This git repository contains the code to the paper "Fine-Grained Product Classification on Leaflet Advertisements".
We describe a first publicly available fine-grained product recognition dataset based on leaflet images. Using advertisement leaflets, collected over several years from different European retailers, we provide a total of 41.6k manually annotated product images in 832 classes. Further, we investigate three different approaches for this fine-grained product classification task, Classification by Image, by Text, as well as by Image and Text. The approach "Classification by Text" uses the text extracted directly from the leaflet product images. We show, that the combination of image and text as input improves the classification of visual difficult to distinguish products. The final model leads to an accuracy of 96.4% with a Top-3 score of 99.2%.
The figure depicts an example of the promotions of the same product in the leaflets of two different retailers. Price monitoring based on printed leaflets is a key data analysis task in retail, which technically can be defined as a fine-grained, multi-modal classification problem.

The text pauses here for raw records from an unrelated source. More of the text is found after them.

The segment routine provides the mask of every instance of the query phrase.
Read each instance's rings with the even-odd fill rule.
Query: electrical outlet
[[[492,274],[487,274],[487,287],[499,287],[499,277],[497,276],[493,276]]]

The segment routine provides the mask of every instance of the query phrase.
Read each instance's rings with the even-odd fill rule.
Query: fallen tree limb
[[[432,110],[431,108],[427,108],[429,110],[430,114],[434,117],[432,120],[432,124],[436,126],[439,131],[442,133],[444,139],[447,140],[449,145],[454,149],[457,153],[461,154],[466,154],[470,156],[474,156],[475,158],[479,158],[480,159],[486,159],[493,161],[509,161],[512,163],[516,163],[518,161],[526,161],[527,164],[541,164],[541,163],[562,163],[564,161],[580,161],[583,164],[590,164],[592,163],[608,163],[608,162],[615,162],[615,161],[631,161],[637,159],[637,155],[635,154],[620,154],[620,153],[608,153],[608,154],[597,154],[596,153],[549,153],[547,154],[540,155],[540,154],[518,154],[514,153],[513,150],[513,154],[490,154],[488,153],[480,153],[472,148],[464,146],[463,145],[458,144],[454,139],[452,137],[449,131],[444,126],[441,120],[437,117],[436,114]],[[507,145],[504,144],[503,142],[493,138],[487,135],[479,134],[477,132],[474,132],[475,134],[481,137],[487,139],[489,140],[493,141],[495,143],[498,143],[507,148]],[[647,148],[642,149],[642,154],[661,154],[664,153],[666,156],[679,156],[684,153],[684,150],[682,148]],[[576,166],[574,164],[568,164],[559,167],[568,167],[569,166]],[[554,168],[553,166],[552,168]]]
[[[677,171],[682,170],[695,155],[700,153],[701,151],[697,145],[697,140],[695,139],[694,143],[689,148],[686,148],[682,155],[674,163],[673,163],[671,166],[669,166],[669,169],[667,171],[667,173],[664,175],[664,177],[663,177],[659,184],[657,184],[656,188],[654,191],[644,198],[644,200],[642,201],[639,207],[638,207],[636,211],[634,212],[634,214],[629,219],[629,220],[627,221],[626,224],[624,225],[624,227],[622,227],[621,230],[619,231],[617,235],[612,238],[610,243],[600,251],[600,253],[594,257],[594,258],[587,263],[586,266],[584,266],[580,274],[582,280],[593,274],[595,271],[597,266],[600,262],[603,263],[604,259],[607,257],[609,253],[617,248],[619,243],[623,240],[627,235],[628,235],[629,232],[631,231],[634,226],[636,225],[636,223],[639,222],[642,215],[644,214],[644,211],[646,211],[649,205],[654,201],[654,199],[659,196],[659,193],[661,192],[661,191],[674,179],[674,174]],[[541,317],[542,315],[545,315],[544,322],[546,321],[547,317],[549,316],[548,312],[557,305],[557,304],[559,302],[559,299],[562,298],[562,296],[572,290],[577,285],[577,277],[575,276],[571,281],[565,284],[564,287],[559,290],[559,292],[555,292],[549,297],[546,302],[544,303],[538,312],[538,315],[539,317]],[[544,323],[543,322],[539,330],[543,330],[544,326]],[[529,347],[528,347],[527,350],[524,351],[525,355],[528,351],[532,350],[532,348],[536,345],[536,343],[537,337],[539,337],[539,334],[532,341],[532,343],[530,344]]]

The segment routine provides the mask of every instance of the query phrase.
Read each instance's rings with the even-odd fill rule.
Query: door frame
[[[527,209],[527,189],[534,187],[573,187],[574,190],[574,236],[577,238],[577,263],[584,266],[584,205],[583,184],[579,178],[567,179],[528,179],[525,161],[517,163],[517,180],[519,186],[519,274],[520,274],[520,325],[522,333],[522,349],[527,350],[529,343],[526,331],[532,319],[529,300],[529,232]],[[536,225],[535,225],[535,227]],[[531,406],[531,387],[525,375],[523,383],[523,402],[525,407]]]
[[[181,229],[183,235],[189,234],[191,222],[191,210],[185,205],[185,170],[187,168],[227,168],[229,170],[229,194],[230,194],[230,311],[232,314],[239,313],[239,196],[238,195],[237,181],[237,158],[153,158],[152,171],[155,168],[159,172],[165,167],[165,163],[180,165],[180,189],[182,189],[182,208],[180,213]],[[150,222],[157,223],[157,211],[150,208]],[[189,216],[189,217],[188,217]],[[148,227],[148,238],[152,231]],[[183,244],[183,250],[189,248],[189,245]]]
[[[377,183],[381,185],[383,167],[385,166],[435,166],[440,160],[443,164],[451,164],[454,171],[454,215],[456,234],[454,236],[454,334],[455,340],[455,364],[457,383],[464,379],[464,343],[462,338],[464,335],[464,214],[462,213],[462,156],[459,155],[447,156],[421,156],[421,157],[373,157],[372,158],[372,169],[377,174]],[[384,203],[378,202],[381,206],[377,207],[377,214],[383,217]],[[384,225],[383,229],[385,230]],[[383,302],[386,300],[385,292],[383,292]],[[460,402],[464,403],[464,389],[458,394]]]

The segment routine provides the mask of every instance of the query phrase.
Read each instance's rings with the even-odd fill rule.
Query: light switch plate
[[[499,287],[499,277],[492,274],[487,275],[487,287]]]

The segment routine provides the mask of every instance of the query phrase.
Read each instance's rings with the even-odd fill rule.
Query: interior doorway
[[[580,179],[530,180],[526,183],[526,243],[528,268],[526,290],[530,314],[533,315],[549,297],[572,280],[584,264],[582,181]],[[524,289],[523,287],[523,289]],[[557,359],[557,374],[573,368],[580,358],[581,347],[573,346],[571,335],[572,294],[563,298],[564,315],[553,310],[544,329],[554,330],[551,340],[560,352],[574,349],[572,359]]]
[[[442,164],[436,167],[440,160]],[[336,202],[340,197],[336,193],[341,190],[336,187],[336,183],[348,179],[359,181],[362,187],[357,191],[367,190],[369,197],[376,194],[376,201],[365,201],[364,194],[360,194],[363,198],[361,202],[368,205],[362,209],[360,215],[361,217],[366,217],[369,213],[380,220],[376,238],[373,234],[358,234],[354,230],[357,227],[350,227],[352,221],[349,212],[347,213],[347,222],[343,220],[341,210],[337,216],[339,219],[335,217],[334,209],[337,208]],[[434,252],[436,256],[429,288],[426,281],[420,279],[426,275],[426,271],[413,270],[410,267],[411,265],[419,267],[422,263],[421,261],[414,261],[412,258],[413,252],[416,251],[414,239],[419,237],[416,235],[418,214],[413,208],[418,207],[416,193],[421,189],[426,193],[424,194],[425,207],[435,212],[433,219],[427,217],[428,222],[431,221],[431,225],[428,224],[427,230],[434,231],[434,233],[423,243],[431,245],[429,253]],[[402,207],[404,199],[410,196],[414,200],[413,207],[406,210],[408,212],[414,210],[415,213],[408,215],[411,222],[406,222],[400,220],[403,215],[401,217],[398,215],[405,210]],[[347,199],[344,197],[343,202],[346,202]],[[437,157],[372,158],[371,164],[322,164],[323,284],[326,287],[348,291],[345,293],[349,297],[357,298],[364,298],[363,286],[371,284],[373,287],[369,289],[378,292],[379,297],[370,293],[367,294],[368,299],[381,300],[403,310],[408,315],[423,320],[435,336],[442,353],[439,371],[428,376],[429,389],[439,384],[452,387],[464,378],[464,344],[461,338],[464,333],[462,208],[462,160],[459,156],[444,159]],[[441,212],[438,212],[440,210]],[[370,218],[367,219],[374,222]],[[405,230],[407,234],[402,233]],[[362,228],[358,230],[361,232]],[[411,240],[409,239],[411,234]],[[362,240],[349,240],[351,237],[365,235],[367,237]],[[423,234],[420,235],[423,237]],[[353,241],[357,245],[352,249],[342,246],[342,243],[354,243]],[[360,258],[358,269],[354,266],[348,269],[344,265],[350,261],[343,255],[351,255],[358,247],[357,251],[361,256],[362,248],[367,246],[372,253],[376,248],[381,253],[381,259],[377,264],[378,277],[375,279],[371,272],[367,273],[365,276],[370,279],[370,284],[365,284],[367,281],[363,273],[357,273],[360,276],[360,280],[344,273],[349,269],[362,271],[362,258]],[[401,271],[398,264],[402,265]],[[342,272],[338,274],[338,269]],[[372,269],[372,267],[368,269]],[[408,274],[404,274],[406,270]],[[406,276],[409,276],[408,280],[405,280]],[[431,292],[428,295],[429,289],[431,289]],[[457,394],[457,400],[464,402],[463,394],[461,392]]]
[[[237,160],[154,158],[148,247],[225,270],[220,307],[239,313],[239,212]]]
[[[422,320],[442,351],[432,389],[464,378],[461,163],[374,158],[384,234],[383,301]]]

The Dataset can be found here: Products Leaflets Dataset
Accepted at the CVPR 23 Workshop on Fine-Grained Visual Categorization
Preprint is available here: Fine-Grained Product Classification on Leaflet Advertisements
cite:
@misc{ladwig2023finegrained,
title={Fine-Grained Product Classification on Leaflet Advertisements},
author={Daniel Ladwig and Bianca Lamm and Janis Keuper},
year={2023},
eprint={2305.03706},
archivePrefix={arXiv},
primaryClass={cs.CV}
}
The code is written in Python, the models are build with Pytorch. It includes the image classification, text extraction, text classification and model combination.
Linux:
pip install split-folders
apt install tesseract-ocr
apt-get install tesseract-ocr-deu
pip install pytesseract